Der Arbeitsmarkt für Physiker
Das Berufbild der Physikerin /des Physikers
Das Studium der Physik ermöglicht vielseitige Tätigkeitsfelder in unterschiedlichen Berufen und Branchen. Derzeit gibt es rund 55000 Diplom-Physiker/innen in Deutschland. Physiker werden in denjenigen Bereichen der Industrie, der Forschungsinstitute, der Beratungsfirmen und des Patentwesens benötigt und eingesetzt, die besondere Ansprüche an analytische, systematische und synthetische Fähigkeiten stellen. Das gilt für Physiker in der Chemischen Industrie, der Energietechnik, dem Maschinenbau, der Nachrichtentechnik, der Umwelttechnik, der Managementberatung usw.
Die meisten Physiker finden ihre Anstellung in der Industrie und an Hochschulen und Universitäten. Industriephysiker in den Großunternehmen arbeiten hauptsächlich in Forschung und Entwicklung. Das Arbeitsfeld kann jedoch auch in der Fertigung, dem Vertrieb oder im Management liegen. Die Tätigkeitsfelder in der mittelständischen Wirtschaft sind bislang nur unzureichend erschlossen.
Das traditionell breite Berufsfeld des Physikers verlagert sich durch die Entwicklung in Wissenschaft und Technik kontinuierlich. Auch in der Zukunft werden Physiker auf Gebieten arbeiten, für die sie während des Studiums nicht direkt ausgebildet wurden und für die teilweise eine eigene Ausbildung noch nicht existiert.
Erweitert werden die Berufsmöglichkeiten darüber hinaus durch Zusatzqualifikationen, die während des Studiums erworben werden können. Hierzu zwei Beispiele:
Zum einen ist EDV ein Bereich, der Physikern/innen, vor allem in der Softwareentwicklung, Einstiegsmöglichkeiten bot und noch bietet.
Zum anderen bietet die moderne Medizin ein weiteres Berufsfeld für Physiker. Krankenhäuser und Kliniken benötigen zum Betrieb ihrer medizinischen Geräte (NMR, Bestrahlungsanlagen, Laser usw.) Spezialisten, die über die Grundlagen der Medizin ebenso Bescheid wissen wie über die Funktionsweise der Apparaturen und über die notwendigen Sicherheitsvorkehrungen.
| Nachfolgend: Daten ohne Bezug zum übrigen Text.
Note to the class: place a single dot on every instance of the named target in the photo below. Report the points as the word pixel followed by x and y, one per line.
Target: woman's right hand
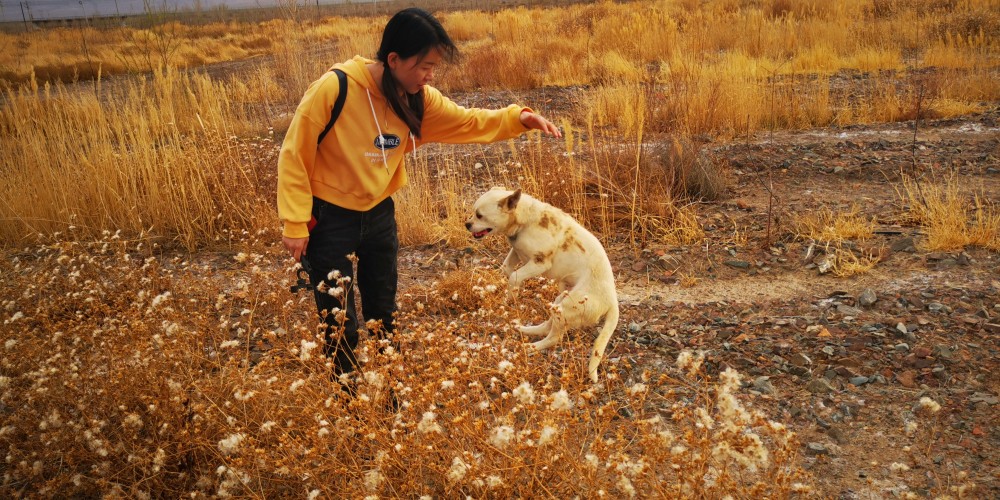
pixel 295 246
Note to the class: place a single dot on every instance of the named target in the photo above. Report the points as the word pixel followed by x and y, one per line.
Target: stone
pixel 848 310
pixel 799 359
pixel 814 449
pixel 867 297
pixel 907 378
pixel 903 245
pixel 819 386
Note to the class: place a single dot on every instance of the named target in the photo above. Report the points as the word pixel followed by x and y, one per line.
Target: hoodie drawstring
pixel 378 127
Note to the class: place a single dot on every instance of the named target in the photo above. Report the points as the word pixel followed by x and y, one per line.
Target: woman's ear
pixel 392 60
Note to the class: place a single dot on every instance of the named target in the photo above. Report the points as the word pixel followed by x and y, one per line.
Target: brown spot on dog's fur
pixel 549 222
pixel 570 241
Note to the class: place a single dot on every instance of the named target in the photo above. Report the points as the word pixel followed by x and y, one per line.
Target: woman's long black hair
pixel 411 32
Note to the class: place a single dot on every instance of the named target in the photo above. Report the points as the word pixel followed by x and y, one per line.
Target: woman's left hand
pixel 537 122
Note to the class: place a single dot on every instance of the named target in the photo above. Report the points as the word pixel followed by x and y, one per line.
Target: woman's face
pixel 416 71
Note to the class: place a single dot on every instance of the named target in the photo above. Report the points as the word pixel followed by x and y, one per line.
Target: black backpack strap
pixel 337 106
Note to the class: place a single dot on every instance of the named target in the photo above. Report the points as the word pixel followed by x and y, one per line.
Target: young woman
pixel 335 184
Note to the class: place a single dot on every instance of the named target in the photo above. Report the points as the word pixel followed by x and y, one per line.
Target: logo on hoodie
pixel 387 141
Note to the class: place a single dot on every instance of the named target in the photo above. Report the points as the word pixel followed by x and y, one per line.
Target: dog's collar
pixel 512 237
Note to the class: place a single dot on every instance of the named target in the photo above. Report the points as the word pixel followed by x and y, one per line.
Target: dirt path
pixel 844 361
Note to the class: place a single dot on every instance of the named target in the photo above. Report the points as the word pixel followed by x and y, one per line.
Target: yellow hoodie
pixel 349 169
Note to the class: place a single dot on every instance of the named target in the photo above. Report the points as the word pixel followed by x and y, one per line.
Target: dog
pixel 545 241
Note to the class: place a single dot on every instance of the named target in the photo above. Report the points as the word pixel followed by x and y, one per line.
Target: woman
pixel 334 198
Seit Jahren liegt die Zahl der Promotionen bundesweit konstant etwa zwischen 40% und 50% der Absolventenzahlen eines Jahrganges, was zeigt, daß das Physik-Diplom einen breit akzeptierten, berufsqualifizierenden Studienabschluß darstellt. Am Arbeitsmarkt der Physiker in Industrie und gewerblicher Wirtschaft spielt die Promotion keine entscheidende Rolle; beim Einschlagen der Hochschullaufbahn ist sie unabdingbar.
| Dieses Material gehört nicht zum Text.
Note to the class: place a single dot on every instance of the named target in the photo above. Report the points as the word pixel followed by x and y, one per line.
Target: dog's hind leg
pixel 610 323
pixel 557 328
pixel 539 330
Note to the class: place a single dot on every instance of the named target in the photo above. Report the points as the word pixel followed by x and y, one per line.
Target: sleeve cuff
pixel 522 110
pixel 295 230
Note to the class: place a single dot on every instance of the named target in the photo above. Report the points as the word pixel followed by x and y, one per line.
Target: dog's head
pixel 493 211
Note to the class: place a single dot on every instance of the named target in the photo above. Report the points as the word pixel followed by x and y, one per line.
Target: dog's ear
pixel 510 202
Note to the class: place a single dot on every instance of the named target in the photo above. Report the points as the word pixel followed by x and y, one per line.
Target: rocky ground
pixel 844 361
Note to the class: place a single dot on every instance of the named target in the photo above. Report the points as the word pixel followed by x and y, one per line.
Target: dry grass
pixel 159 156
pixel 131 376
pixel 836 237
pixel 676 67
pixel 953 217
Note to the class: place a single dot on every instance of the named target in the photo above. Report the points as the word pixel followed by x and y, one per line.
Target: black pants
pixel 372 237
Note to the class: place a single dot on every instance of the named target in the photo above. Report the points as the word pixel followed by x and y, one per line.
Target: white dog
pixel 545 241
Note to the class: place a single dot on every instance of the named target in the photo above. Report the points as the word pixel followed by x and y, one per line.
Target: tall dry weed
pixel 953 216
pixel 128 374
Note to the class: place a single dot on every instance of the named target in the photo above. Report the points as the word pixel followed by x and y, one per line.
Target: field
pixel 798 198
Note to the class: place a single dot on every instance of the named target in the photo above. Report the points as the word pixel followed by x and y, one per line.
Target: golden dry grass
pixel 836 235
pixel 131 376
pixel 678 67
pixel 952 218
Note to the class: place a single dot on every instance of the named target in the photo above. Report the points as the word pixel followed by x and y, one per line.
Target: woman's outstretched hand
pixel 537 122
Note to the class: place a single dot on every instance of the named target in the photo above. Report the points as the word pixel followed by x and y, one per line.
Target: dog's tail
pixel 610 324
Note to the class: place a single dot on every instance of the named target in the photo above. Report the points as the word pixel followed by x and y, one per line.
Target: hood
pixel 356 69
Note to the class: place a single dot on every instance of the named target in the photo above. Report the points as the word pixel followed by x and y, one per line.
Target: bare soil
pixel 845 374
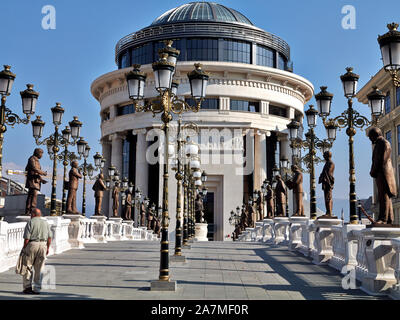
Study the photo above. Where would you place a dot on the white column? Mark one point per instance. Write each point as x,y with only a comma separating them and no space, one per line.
142,167
116,159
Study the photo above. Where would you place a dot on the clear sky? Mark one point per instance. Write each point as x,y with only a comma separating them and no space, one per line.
62,63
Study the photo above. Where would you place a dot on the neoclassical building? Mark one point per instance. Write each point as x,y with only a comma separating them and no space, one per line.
252,89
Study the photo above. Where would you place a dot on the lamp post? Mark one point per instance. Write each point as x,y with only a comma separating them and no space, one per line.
167,104
68,156
7,117
349,119
284,168
312,143
88,171
53,143
390,50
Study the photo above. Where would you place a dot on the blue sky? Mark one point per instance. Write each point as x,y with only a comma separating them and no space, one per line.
63,62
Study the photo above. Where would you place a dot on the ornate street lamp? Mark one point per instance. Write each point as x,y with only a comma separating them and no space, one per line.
351,119
53,143
390,50
312,143
29,99
167,104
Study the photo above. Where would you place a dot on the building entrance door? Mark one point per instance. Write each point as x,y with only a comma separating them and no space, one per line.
208,204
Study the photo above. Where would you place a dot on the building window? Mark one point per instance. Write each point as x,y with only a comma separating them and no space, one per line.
236,51
124,61
398,140
247,106
277,111
281,62
125,158
123,110
142,54
202,49
177,44
398,96
389,136
387,103
265,56
207,104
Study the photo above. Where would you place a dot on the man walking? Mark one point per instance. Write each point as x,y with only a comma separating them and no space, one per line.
37,240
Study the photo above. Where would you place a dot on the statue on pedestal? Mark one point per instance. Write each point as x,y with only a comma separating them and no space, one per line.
382,171
142,215
327,180
270,202
128,206
115,197
98,188
296,184
199,209
74,176
280,197
34,179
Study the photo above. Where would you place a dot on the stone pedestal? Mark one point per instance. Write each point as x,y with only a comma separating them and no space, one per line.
116,227
249,233
379,254
23,218
259,231
395,290
281,226
350,244
268,232
296,231
128,229
201,230
75,230
99,228
175,258
160,285
323,240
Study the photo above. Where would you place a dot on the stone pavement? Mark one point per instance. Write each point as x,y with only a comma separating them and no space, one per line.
214,270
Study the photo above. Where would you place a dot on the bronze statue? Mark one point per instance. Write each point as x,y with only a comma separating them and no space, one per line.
280,197
98,188
270,202
142,215
296,184
327,180
128,206
199,209
115,197
74,176
33,179
259,207
382,171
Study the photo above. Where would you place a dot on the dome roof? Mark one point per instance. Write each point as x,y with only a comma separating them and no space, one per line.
202,11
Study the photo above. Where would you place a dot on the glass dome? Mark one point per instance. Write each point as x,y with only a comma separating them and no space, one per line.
202,11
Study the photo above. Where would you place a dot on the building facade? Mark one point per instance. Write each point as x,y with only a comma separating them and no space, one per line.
389,123
252,90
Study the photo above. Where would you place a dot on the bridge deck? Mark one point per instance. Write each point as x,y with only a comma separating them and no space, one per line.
214,270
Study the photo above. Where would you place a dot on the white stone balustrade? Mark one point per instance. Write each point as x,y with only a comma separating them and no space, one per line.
323,240
268,230
281,230
395,290
259,231
379,253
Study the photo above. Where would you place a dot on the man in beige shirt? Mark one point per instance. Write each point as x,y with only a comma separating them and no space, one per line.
37,240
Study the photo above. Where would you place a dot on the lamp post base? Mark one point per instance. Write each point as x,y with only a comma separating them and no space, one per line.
175,258
162,285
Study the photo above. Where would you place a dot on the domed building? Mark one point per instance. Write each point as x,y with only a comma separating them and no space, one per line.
252,93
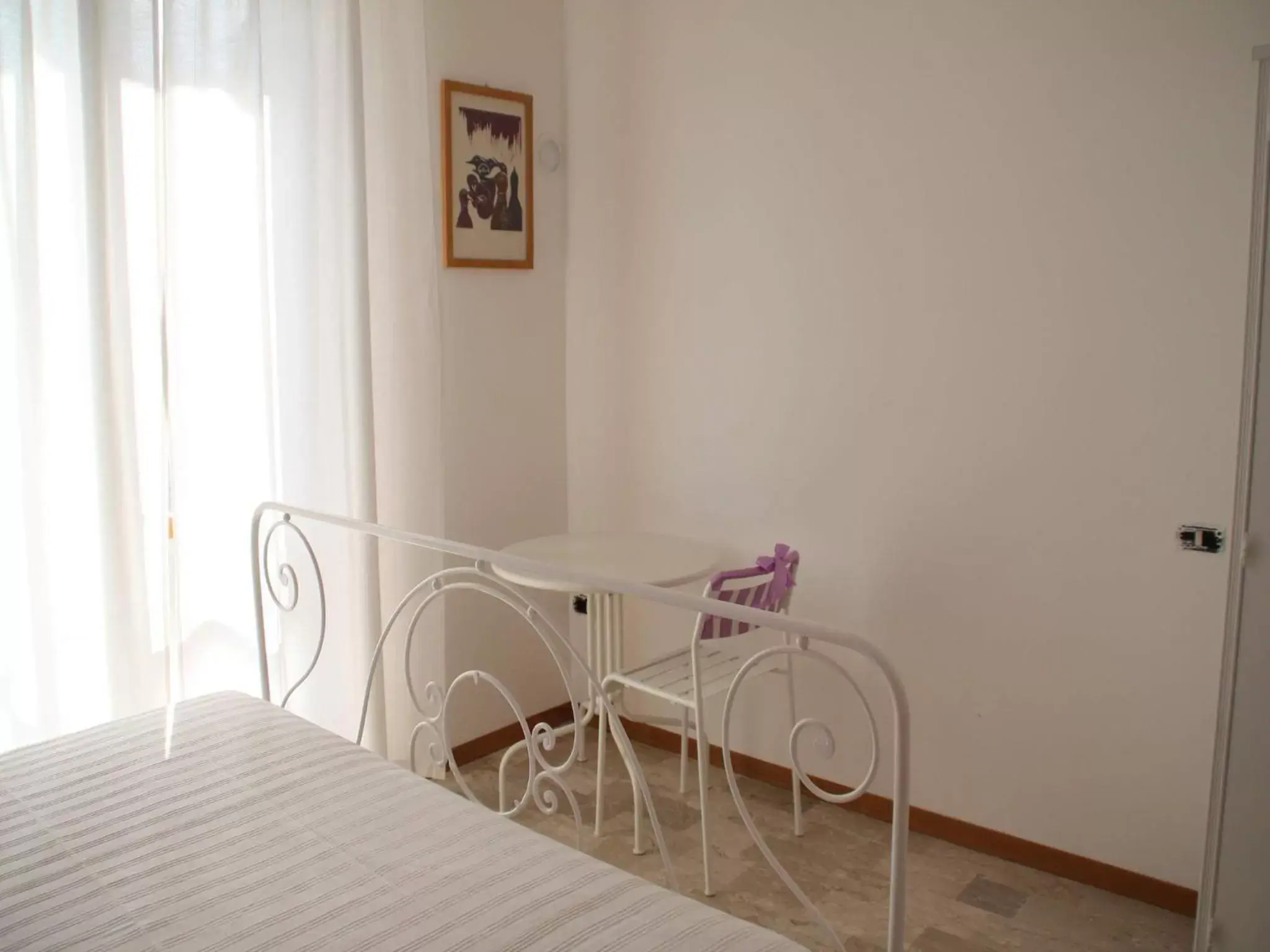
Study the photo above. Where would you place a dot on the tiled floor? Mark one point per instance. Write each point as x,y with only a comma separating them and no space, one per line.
958,901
Auch die Existenzgründung als Physiker kann in Erwägung gezogen werden, wie einige, allerdings wenige, positive Beispiele aus jüngster Vergangenheit zeigen. Überlegungen in dieser Richtung bieten sich wegen des Trends in der Industrie an, begrenzte Forschungs- und Entwicklungsaufgaben an außerbetriebliche geeignete Institute oder Firmen zu vergeben.